I don't talk about my beliefs in depth very often. I don't feel like I need to. I also don't go around telling other people that their personal beliefs are wrong. I don't like it when people do it to me, ergo I don't do it to others (there's that morality that I supposedly don't have at work again).

I have raised my children to be open minded. At the moment, I have one Buddhist/Taoist, one atheist, and one who is finding Catholicism very interesting. I'm happy for them to take whatever path they choose and I respect their beliefs. I've made a point of reading and learning about other people's faiths so I can try to understand where they're coming from. I think it's the least I can do.

I wish other people felt the same way about my beliefs.

So, for the record: I am NOT a christian.

I am an atheist.

I an an infidel who would rather slit her own throat than bow to Allah or any other so-called 'god' if it came right down to it.

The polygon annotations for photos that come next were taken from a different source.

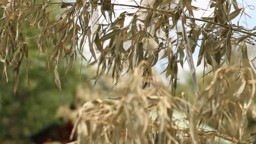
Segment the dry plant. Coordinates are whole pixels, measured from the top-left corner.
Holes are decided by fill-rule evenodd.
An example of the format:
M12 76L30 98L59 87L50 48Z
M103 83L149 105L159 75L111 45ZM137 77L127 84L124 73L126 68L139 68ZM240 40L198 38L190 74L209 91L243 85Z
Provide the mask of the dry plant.
M121 77L122 72L132 72L133 68L143 60L149 64L144 67L142 76L152 79L152 67L159 59L164 59L167 65L163 72L167 77L170 77L174 93L177 65L179 63L183 67L186 50L197 93L199 90L191 56L197 46L200 47L197 65L203 60L204 67L210 66L215 71L227 60L230 63L232 45L240 45L239 54L243 53L244 59L248 60L245 44L253 44L256 36L255 29L250 29L239 23L237 25L232 23L235 18L247 16L245 8L251 8L249 5L241 8L236 0L210 0L210 7L214 8L213 13L208 17L199 18L194 17L193 12L207 10L192 5L192 0L179 0L177 3L172 0L155 0L147 5L142 2L143 5L135 1L133 5L110 0L100 3L80 0L72 3L52 1L0 0L0 9L4 11L0 28L0 59L4 64L3 77L6 80L7 67L11 66L13 68L14 92L18 88L21 64L27 68L26 75L28 79L29 77L29 48L27 38L35 39L40 53L48 54L45 60L48 70L54 63L55 83L60 90L59 63L64 63L67 72L80 55L82 61L86 61L88 65L98 67L93 78L97 79L113 69L111 75L116 80ZM115 12L117 11L115 7L117 6L134 11L125 11L117 16ZM63 11L60 11L59 16L50 19L51 13L61 8ZM100 13L93 16L98 10L100 10ZM181 21L182 30L177 31L177 24ZM27 28L38 30L37 35L26 37L24 32ZM171 32L176 32L176 35L172 36ZM156 48L149 48L147 44L150 41L157 44ZM130 44L127 46L125 43ZM85 48L89 49L91 59L84 56ZM99 52L99 57L96 50ZM164 53L161 57L159 54L160 51ZM128 68L124 71L125 62L128 64ZM148 84L145 82L143 85L146 86Z
M45 61L48 70L54 63L55 83L60 90L59 63L65 63L67 72L78 61L79 55L88 66L97 67L96 75L92 76L96 80L111 72L112 79L118 82L123 74L133 74L128 86L117 96L118 99L99 99L83 105L74 129L77 130L78 143L203 144L214 142L216 137L234 143L245 143L249 139L245 132L245 116L252 107L255 86L249 84L251 72L243 68L241 61L248 61L246 45L254 44L256 29L244 27L239 21L234 24L232 20L243 15L248 16L245 9L251 7L241 7L235 0L211 0L209 5L213 8L213 13L197 18L195 11L207 10L192 5L192 1L156 0L152 4L142 5L136 2L129 5L107 0L72 3L0 0L0 8L4 11L0 20L3 77L8 80L10 72L7 67L12 66L14 92L22 64L27 68L26 75L29 77L29 48L24 32L27 28L35 29L38 35L28 38L36 40L40 52L48 54ZM135 11L117 16L115 8L117 6ZM51 13L60 8L63 12L56 19L50 19ZM93 15L98 9L100 14L95 19ZM100 19L104 22L94 21ZM182 30L178 31L177 24L180 23ZM171 32L175 35L172 36ZM148 46L151 40L157 44L153 49ZM239 68L221 68L226 62L229 65L232 48L238 45ZM204 67L212 67L215 74L212 83L201 92L197 88L192 57L196 48L200 49L197 66L203 61ZM85 48L89 50L91 58L84 55ZM99 53L99 57L96 50ZM162 56L160 52L164 53ZM153 80L152 68L163 59L167 62L163 72L170 77L172 94ZM183 67L185 59L198 96L198 103L194 105L174 94L178 64ZM124 66L125 63L128 67ZM204 73L204 76L207 74ZM229 74L235 75L236 80L241 80L240 88L231 96L225 94L229 91L226 77ZM150 87L147 87L149 84ZM242 101L238 99L241 96ZM172 117L174 110L186 115L189 127L177 126L178 120ZM156 113L155 117L149 115L149 112ZM216 119L216 129L221 133L198 128L200 122ZM233 124L232 131L235 133L225 131L227 123Z
M219 143L225 140L230 143L248 144L253 141L253 136L245 132L246 115L248 112L255 111L252 104L255 87L248 82L253 76L249 69L240 70L235 67L219 69L211 84L200 94L197 99L200 102L192 105L170 95L164 87L153 82L150 88L143 88L141 84L145 80L141 75L144 68L139 67L142 65L134 69L128 84L117 97L99 99L83 105L71 136L75 133L77 136L74 143L205 144ZM230 91L227 86L228 77L234 78L237 74L241 75L240 78L233 79L233 82L240 81L240 88L233 95L227 95ZM183 113L185 117L175 117L175 111ZM188 120L189 123L186 122ZM215 120L218 124L216 131L199 127L203 123ZM180 123L183 126L178 124ZM227 131L227 123L232 125L232 131Z

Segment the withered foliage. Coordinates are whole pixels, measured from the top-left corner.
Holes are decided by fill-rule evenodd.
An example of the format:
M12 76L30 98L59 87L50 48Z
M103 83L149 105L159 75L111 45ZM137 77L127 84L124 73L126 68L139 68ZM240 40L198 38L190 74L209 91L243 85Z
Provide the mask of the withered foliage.
M77 140L72 143L248 144L255 140L246 131L246 115L256 116L255 85L248 82L253 76L249 69L219 69L194 105L171 96L157 83L143 89L143 68L134 70L123 93L88 101L80 108L71 136L75 134ZM227 82L234 83L229 78L237 74L242 84L227 94L232 90ZM177 111L184 117L177 117ZM200 126L211 122L215 130Z
M232 24L234 19L246 15L245 8L236 0L210 0L210 7L214 10L211 15L203 17L195 16L194 12L206 10L192 5L192 0L156 0L143 5L143 3L128 5L108 0L41 2L0 0L0 8L4 11L0 20L0 60L4 65L3 77L6 80L10 72L7 67L13 67L14 92L23 64L28 75L30 48L24 32L29 28L38 31L33 38L40 52L48 54L48 69L55 66L55 81L60 90L58 68L61 60L67 61L67 72L78 56L88 66L98 66L93 77L96 80L106 72L112 73L112 78L117 81L122 73L133 73L120 98L84 104L74 129L77 130L78 143L205 144L213 141L215 137L234 143L253 141L245 132L245 115L252 107L255 86L249 85L248 80L252 80L252 75L243 68L241 61L248 60L246 44L254 44L256 29L244 27L239 22ZM135 11L117 16L117 6ZM51 13L61 9L63 11L60 11L61 13L50 19ZM98 10L100 12L95 19L93 15ZM107 23L99 20L101 16ZM180 27L182 30L178 31ZM176 32L174 36L172 32ZM152 41L156 43L153 48L149 46ZM221 68L225 62L230 64L233 61L231 54L236 46L239 46L238 56L240 57L239 68ZM203 61L204 67L212 67L215 73L212 83L201 92L196 88L195 71L190 57L197 48L197 66ZM91 58L84 55L84 49L89 50ZM160 56L161 51L164 54ZM166 77L171 77L172 95L152 82L152 67L163 59L167 61L163 72ZM185 59L189 64L198 105L191 105L173 96L178 64L183 67ZM240 87L231 96L225 95L229 90L226 77L230 74L235 75L236 80L241 80ZM146 86L149 83L151 87L149 88ZM246 96L240 101L242 95ZM179 120L172 117L174 110L186 115L183 120L189 120L187 128L176 125ZM155 113L155 117L149 115L149 112ZM219 120L216 128L221 133L197 128L201 121L216 119ZM225 131L227 123L233 124L232 131L235 133Z
M255 29L231 22L234 18L246 14L245 8L240 7L236 0L212 0L209 4L211 8L214 8L213 13L207 17L197 18L198 16L194 17L193 12L204 10L192 5L192 2L155 0L142 5L143 3L140 5L136 2L134 5L128 5L107 0L77 0L72 3L1 0L0 7L4 11L0 29L0 59L4 64L3 77L8 80L7 67L13 66L15 92L20 67L23 63L26 65L28 75L30 48L26 43L28 37L25 37L24 31L29 28L38 31L34 38L37 41L40 52L48 55L46 60L48 69L50 69L51 64L55 65L55 82L60 89L61 84L58 71L60 59L67 60L67 72L77 61L78 55L90 65L98 66L94 78L98 78L104 72L108 73L112 69L112 75L117 80L122 72L125 72L123 70L125 62L128 63L128 71L133 72L133 67L140 61L147 61L148 64L144 67L142 75L150 80L152 67L159 60L166 59L168 64L163 72L166 77L171 77L173 91L176 86L177 64L179 63L183 67L185 60L184 47L187 47L187 53L189 54L199 46L197 65L203 61L205 67L209 65L213 70L221 67L227 60L230 62L232 48L236 45L240 45L239 53L243 53L243 59L248 60L245 44L253 43ZM116 16L115 8L117 6L135 10ZM61 9L59 16L50 19L52 12ZM100 12L95 19L92 15L98 10ZM107 23L99 20L101 16ZM100 22L96 23L95 21ZM183 29L182 32L176 30L181 21L182 27L187 29ZM200 25L197 24L198 22L201 22ZM96 30L92 28L95 27L98 27ZM171 31L176 31L176 35L171 37ZM147 45L152 41L158 45L153 49ZM130 44L125 44L126 42ZM88 46L85 46L85 43ZM87 59L83 55L85 48L89 49L91 59ZM99 52L98 57L96 51ZM160 51L164 51L164 54L159 57ZM144 86L147 84L146 82Z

I don't believe in a virgin birth, a messiah, a deity, in life after death, in a corporeal resurrection or that the bible is a divine piece of work.

I don't believe in heaven.

I don't believe in hell.

I don't celebrate Christmas, but I'm ok with people that do.

I don't pray, but if you do I'm cool with that too.

I am not afraid to stand up for my beliefs if I need to. I'm also not afraid to live and let live.

I may not agree with what you think, say, or how you live your life, but I respect and will defend your right to do any and all of those things.

I am not afraid of dying. I nearly did it once myself already and I've helped many people in their last moments. It's not scary to me anymore.

I am an atheist.

A happy one.

(And maybe a Pastafarian, too. I have been touched by His Noodly Appendage...ask me if you don't know what I'm talking about).


Chapati said...

Hey Ninja, I feel exactly the same way, with the difference that after a lot of deliberation I am Hindu. I was very lucky to be taught about religion in a tolerant way, and I think it is a very personal thing which should not be forced onto people. I hate being preached at by anyone - Christian, Muslim, Atheist or even Hindu. In fact its the Hindu ones that annoy me the most...being told what I 'should' believe/follow as a 'good Hindu' completely contradicts everything I was taught and love about the faith.

Good on you for exploring and following your beliefs. The conception of atheists having no morals is one that pisses me off even more than being preached at.

Oh, and good on you for giving your children the room to follow theirs too!

Oh boy, I wrote a lot...this is a subject I feel very strongly about!!

RD said...


My thought is this:

God should be irrelevant to how how act. One should act out of the goodness of their heart instead of an reward in the after life.

I walked away from the church when I was 13.

icemanof92 said...

I am an atheist as well. I was raised Catholic and never really agreed with it. My immediate family knows my beliefs but I just yes my extended to death because I can't be bothered arguing with them (there are several sunday school teachers and eucharistic ministers in that bunch). I still celebrate christmas and easter, probably because I like presents and candy and the Easter bunny ;) but there is really no religious element to these holidays for me. Some people tell me I'm going to hell and others say "God loves ya anyway". In the end its all meaningless- when I die my heart will stop and my brain activity will dissolve to nothing and that will be that.